Gramáticas de Atributos
Gramática de atributos
Uma gramática de atributos é uma maneira formal de definir atributos para as produções de uma dada textgramática, associando esses atributos a valores. A avaliação ocorre no nós da árvore de derivação quando a linguagem é tratada por um analisador sintáctico (ou um compilador).
Existem dois tipos distintos de atributos, sendo uns sintetizados e outros herdado. Os primeiros resultam das regras de produção da gramática, sendo que também podem usar o valor de atributos herdados. Os segundos são atributos que são passados para as folhas a partir de nós parentes.

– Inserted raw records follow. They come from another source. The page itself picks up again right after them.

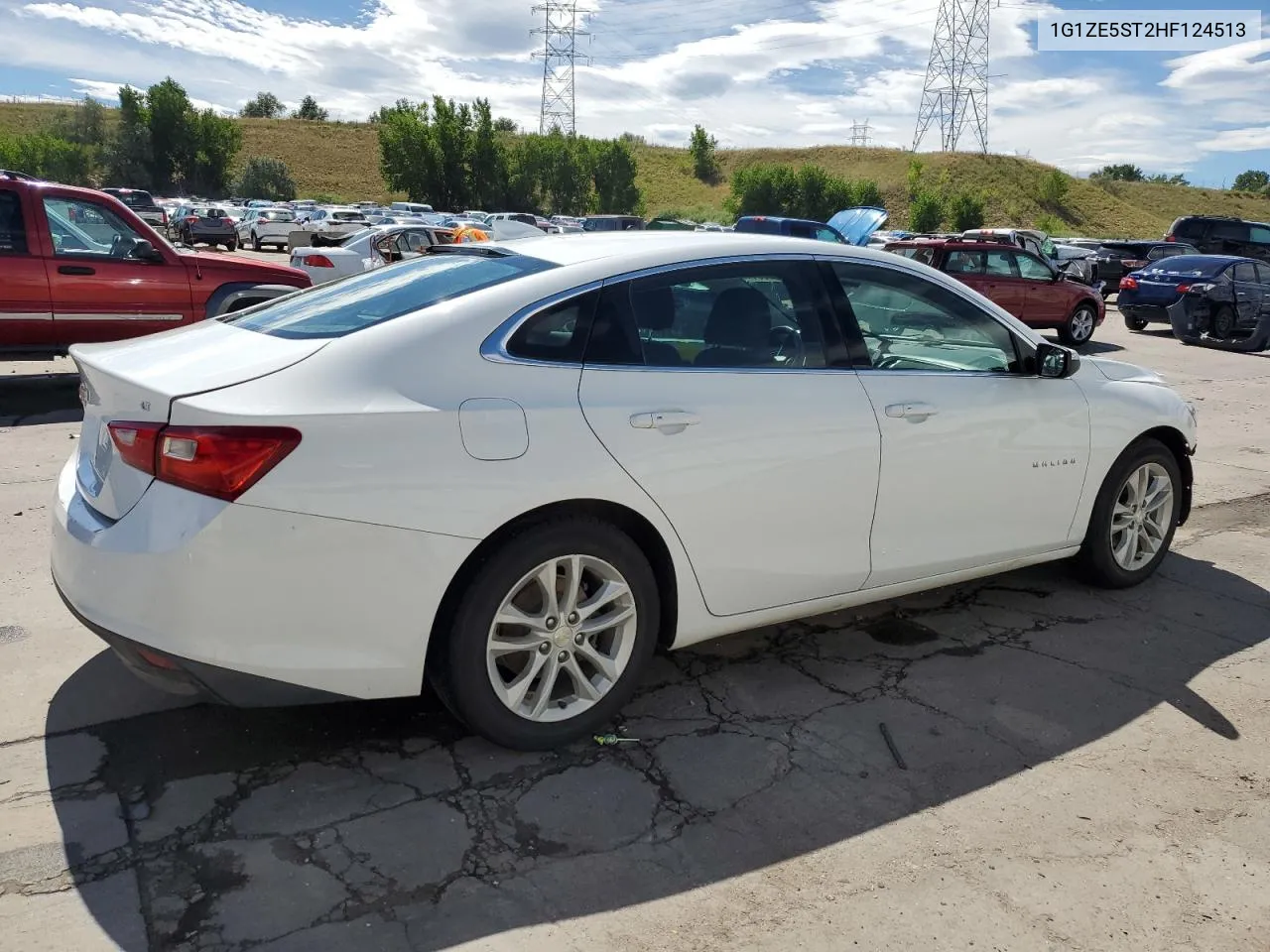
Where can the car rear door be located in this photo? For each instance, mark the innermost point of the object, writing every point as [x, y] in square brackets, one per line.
[26, 313]
[982, 461]
[1247, 294]
[98, 293]
[715, 388]
[1003, 286]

Desta forma, as gramáticas de atributos podem transportar a informação de qualquer sítio para qualquer sítio na árvore sintáctica, isto de maneira controlada e formal. Assim sendo, ilustram-se as razões que tornam as gramáticas de atributos serem poderosas.
Herança
A herança é um principio permitindo a reutilização e adaptabilidade de um certo 'objecto'. O conceito segue o mesmo principio que o de uma árvore genealógica. Isto é, os 'filhos' (elementos derivados) herdam das características dos 'pais' (elementos base).
Esses objectos, ou elementos, possuem atributos e/ou métodos que são próprios a cada um e podem ser transmitidos aos elementos das próximas gerações na árvore. Desta forma, pode-se etiquetar a 'herança' como 'generalização' devido às relações ditas is-a (em Português, "é um/uma") representarem uma hierarquia entre elementos de qualquer natureza.

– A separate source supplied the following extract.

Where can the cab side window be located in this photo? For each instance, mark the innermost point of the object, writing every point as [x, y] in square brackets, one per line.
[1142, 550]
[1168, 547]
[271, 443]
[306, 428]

Cada um desses elementos 'filhos' podem então possuir as mesmas características que os elementos 'pais' e ainda possuir características suplementares que lhes são próprias. Note-se que um elemento 'filho' pode-se tornar 'pai' por sua vez, podendo assim construir-se uma 'árvore genealógica' com várias gerações.
Propagação de atributos
A propagação dos atributos numa GA pode ser um excelente sinónimo para o conceito de herança. De facto pode-se dizer que se propagam os atributos herdados através de um 'canal', podendo-se assim fazer o paralelismo entre o conceito de herança numa GA e uma pipeline.

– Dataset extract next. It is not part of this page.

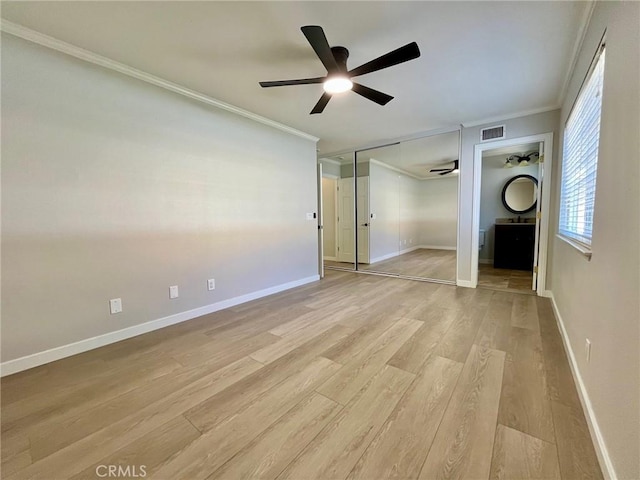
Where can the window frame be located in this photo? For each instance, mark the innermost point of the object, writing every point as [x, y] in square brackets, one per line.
[570, 233]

Isto é, o início da pipeline é o nó raiz da árvore sintáctica. À medida que se encontra um símbolo não-terminal, passa-se os argumentos ("estado da computação") para estes por ordem hierárquica, isto é, entre 'pai' e 'filho' e seguidamente entre 'irmãos'. O resultado da computação dessa sub-árvore apenas é devolvido para cima quando todas as sub-árvores relativas esse ponto tenham sido processadas, assim sucessivamente até à raiz. Assim sendo, pode-se ver esse 'caminho' dos atributos como uma pipeline onde a entrada de uns é a saída dos outros, tal como exemplificado na seguinte figura:

Note-se a propagação dos atributos nas sub-árvores pode ser feita "em paralelo", o que quer dizer que não precisa de se esperar pela computação de todos os elementos anteriores para passar atributos para o próximo nó da árvore. Isto de ponto de vista teórico, como ordem que se infere no grafo de dependências é uma ordem topológica (ou seja parcial), há hipótese da computação dos elementos decorrer em paralelo. No entanto, e apesar de muitos estudos sobre a criação de Calculadores de Atributos Concorrentes, a maioria das vezes a implementação do grafo de dependências é de ordem total, tornando a propagação do atributos sequencial.